Auslöser ist ein deutlicher Anstieg von Meldungen über Hundekot in sensiblen Bereichen. Anwohner verweisen auf Probleme in Grünflächen, auf Fußwegen und sogar auf Friedhöfen. Die Fraktionen fordern daher eine detaillierte Bestandsaufnahme der aktuellen Situation.
Im Rahmen der Untersuchung soll die Anzahl der Hunde im Stadtbezirk erfasst und die Wirksamkeit der bestehenden Entsorgungssysteme überprüft werden. Besonders im Fokus stehen stark frequentierte Orte wie das Ittertal, das Lochbachtal und die Ohligser Heide. Die Behörden wollen sicherstellen, dass diese Bereiche besser mit Müllbehältern ausgestattet werden.

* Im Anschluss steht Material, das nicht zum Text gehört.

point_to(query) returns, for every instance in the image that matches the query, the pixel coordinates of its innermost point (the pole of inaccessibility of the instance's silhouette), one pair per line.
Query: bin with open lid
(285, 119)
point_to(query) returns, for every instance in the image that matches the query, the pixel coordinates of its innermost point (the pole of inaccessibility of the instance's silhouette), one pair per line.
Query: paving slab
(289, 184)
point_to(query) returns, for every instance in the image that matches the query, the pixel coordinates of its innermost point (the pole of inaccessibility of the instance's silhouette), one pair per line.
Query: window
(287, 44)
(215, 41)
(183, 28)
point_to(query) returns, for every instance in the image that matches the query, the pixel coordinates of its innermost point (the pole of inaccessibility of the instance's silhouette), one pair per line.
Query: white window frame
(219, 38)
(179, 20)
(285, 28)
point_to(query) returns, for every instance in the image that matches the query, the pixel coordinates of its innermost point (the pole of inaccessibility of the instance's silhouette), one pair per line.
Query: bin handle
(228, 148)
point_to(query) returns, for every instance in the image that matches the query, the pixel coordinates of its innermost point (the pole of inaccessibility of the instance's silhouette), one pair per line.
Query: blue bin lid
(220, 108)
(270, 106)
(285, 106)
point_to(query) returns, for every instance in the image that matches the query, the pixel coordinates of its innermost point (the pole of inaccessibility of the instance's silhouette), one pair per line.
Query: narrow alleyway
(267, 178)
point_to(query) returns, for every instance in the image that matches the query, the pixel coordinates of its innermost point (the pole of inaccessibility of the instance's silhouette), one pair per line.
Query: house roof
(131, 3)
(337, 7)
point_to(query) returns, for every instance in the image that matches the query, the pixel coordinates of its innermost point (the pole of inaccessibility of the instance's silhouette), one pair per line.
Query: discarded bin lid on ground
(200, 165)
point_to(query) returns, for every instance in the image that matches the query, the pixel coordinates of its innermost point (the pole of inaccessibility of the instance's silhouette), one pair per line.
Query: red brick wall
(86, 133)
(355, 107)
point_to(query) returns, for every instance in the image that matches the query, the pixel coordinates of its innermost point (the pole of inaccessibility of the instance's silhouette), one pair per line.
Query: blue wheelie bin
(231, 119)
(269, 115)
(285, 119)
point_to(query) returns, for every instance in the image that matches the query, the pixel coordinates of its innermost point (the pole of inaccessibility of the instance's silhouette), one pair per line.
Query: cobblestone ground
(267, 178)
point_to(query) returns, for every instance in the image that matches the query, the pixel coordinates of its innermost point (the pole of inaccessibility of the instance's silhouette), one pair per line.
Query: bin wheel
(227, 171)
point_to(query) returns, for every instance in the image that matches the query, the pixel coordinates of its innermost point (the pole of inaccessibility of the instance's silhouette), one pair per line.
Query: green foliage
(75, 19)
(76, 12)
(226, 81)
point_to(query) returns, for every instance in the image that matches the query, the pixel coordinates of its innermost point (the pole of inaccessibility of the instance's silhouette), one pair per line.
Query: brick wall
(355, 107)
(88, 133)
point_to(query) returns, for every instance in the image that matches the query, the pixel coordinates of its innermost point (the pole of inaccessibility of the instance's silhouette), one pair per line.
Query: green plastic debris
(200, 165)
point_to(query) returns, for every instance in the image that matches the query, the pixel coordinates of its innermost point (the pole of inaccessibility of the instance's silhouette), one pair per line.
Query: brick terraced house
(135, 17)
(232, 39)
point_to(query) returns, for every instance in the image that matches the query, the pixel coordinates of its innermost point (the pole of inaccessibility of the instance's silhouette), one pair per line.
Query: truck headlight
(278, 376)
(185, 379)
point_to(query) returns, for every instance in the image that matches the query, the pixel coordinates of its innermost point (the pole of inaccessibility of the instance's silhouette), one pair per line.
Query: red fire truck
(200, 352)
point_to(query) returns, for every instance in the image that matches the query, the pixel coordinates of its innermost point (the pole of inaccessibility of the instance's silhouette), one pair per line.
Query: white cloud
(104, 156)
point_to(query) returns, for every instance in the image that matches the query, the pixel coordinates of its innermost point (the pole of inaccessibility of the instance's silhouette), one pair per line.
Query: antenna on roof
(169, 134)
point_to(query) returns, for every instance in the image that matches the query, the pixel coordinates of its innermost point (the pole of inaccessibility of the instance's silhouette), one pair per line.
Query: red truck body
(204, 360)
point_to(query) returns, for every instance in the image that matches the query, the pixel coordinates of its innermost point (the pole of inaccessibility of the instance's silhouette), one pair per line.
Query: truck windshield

Geplant sind unter anderem Aufklärungskampagnen, um Halter an ihre Pflichten zu erinnern. Zudem könnten schärfere Kontrollen eingeführt werden, um rücksichtsloses Verhalten einzudämmen. Die Fraktionen betonen jedoch, dass es nicht darum gehe, Hundebesitzer an den Pranger zu stellen, sondern ein gemeinsames Verantwortungsbewusstsein für saubere öffentliche Räume zu fördern.
Stadtverantwortliche und Tierhalter sollen gemeinsam nach Lösungen suchen. Dazu gehören der Ausbau der Infrastruktur, etwa durch zusätzliche Kotbeutelspender und Mülleimer, sowie die konsequente Beseitigung von Hinterlassenschaften durch die Halter.
Ziel der Untersuchung ist es, Fakten zu sammeln und praktische Schritte zur Reduzierung der Verschmutzung zu entwickeln. Durch die Erfassung der Hundezahlen und die Bewertung der Entsorgungsmöglichkeiten hofft der Bezirk, gezielte Verbesserungen umzusetzen. Langfristig soll so ein saubereres öffentliches Umfeld geschaffen und ein respektvolles Miteinander aller Anwohner gefördert werden.